Gageons que désormais on y regardera à deux fois avant de décréter que, pour Tony Blair, tout va comme sur des roulettes ! Certes, rien ne dit que Sa Gracieuse Majesté abordera le sujet dans son prochain discours de la couronne, ni qu'elle s'y montrera incisive à l'encontre d'un gouvernement soupçonné d'avoir du plomb dans l'aile. Il est pourtant à craindre que la pénurie de dentistes ne finisse par mettre à mal, outre-Manche, ce qu'il est convenu d'appeler l'appareil de l'État. Passe encore que le terrorisme vous oblige à être continuellement sur les dents... Mais que l'on n'ait d'autre solution, ensuite, que de se les faire soigner en Pologne ou en Hongrie, voilà qui devient franchement shocking ! Laissons là, nonobstant, ces considérations de basse politique, faute de quoi le chroniqueur du langage, quand il ne s'écarterait ici qu'à moitié de ses chères racines, se verrait accuser de manger à tous les râteliers. Profitons plutôt de l'occasion pour dénoncer l'amalgame — si l'on ose dire — trop souvent pratiqué entre denture et dentition. Le premier de ces mots, qui date du treizième siècle, a coulé des jours heureux jusqu'à ce que le second fît son apparition, peu avant la Révolution. Pour autant, il n'y eut pas aussitôt casus belli, puisque leurs sens... ne chevauchaient pas ! À denture correspondait l'ensemble des dents : ainsi parle-t-on, dans Le Capitaine Fracasse, d'une « denture qui eût fait honneur à un jeune loup »... Dentition était, quant à lui, un terme plus didactique qui renvoyait à la formation et à l'éruption desdites dents. C'est à bon droit que l'on distinguait, par exemple, entre la dentition temporaire (dite encore lactéale) et la définitive. La confusion s'installa quand ce blanc-bec, se trouvant bientôt à l'étroit dans cette acception trop technique, s'avisa de mordre sur le pré carré de son aîné (il en est manifestement des vocables comme des hommes politiques : certains ont les dents plus longues que d'autres).
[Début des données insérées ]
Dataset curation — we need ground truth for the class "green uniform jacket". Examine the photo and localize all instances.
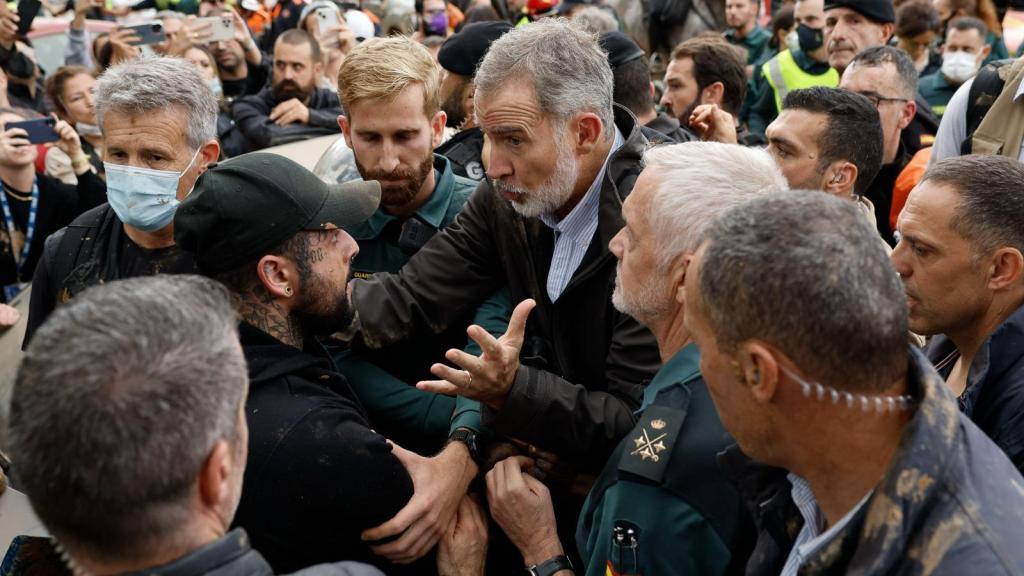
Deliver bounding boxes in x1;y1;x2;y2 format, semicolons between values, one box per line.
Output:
722;26;771;66
335;154;511;450
577;344;750;576
918;72;961;118
746;49;839;134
On se mit dès lors — vers le milieu du dix-neuvième siècle, pour être plus précis — à user de dentition là où denture eût mieux fait l'affaire. Littré ne manqua pas de s'en offusquer : viendrait-il à l'idée, c'est vrai, de confondre musculation et musculature ? Mais l'Académie, dans sa mansuétude et la huitième édition de son Dictionnaire, finit par voler au secours de l'usage en entérinant l'abus. Aussi nous garderons-nous, le sujet à l'évidence s'y prêtât-il, de ramener ici notre fraise !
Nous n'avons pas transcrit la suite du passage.